Viviane foi uma das primeiras contempladas pelo programa de transferência de renda da cidade. (Foto: Divulgação/Facebook Prefeitura de São Leopoldo)

A chefe de família considera que “programas como este são importantes para ajudar quem precisa e devolver a esperança de um amanhã um pouco melhor”. Ela conta que com o benefício pode voltar a incluir alguns produtos na alimentação dos seus filhos que há um tempo não faziam mais parte do cardápio. “Tem me ajudado muito. Voltei a comer uma ‘carninha’ uma vez por mês, meus filhos puderam voltar a tomar o Nescau que eles tanto queriam e que devido a situação, infelizmente, tive que cortar”, conta Viviane.

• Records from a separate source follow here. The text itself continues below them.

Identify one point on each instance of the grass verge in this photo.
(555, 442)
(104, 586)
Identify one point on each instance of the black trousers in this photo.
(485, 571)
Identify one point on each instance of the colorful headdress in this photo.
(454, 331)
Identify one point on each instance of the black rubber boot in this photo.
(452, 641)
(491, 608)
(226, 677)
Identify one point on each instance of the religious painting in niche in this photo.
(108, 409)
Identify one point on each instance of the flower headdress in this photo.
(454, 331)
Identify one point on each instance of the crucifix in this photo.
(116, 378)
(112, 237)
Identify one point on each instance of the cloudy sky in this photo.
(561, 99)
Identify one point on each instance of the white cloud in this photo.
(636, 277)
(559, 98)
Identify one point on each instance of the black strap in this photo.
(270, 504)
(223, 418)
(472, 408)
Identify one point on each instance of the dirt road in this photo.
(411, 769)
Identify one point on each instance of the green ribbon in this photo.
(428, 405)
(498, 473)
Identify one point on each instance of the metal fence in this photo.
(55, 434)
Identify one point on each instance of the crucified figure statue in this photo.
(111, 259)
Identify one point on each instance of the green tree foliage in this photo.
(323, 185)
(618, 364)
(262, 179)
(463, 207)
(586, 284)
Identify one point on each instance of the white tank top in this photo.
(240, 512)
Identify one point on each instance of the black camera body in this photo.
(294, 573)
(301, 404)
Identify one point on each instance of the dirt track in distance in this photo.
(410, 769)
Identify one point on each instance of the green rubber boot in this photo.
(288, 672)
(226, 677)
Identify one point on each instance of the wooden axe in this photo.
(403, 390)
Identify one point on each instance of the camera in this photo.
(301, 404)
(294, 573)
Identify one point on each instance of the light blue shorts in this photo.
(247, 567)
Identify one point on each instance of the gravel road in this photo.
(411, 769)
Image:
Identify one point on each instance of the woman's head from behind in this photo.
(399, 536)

De acordo com o IPCA, até julho deste ano, o preço do achocolatado em pó teve um aumento de 14,48%. Já a carne apresentou um aumento de 42,6% durante a pandemia, segundo levantamento do Instituto de Pesquisa Econômica Aplicada (Ipea). Por isso, Viviane diz que o programa leopoldense deve ser exemplo para outras cidades: “eu fiquei muito contente em ser contemplada com o cartão, eu sei que é pouco, mas para mim vai ajudar muito”, salienta.

Com o alto preço da comida, a solução é investir em iniciativas comunitárias

O secretário de Assistência Social, Fábio Bernardo, reconhece que, sozinho, o São Léo Mais Renda não é suficiente para combater a insegurança alimentar. “A gente sabe que 200 reais mensais não são suficientes. Por isso, somamos essa iniciativa a uma outra: O São Léo Mais Comida no Prato, que reúne 30 cozinhas comunitárias espalhadas pela cidade”, ressalta.

Conforme Fábio, as famílias beneficiadas com a transferência de renda têm prioridade no atendimento nas cozinhas comunitárias pelo menos duas vezes por semana: “com essas duas iniciativas juntas aí sim temos um impacto positivo no combate a fome e a miséria em São Leopoldo”, salienta.

Fábio reforça que tanto o São Léo Mais Renda, quanto o São Léo Mais Comida no Prato estão previstos na legislação municipal, sendo uma política pública da cidade que ultrapassa a atual gestão. “Nós criamos esses programas como políticas permanentes da cidade, pois entendemos que são direitos básicos da população”, conclui.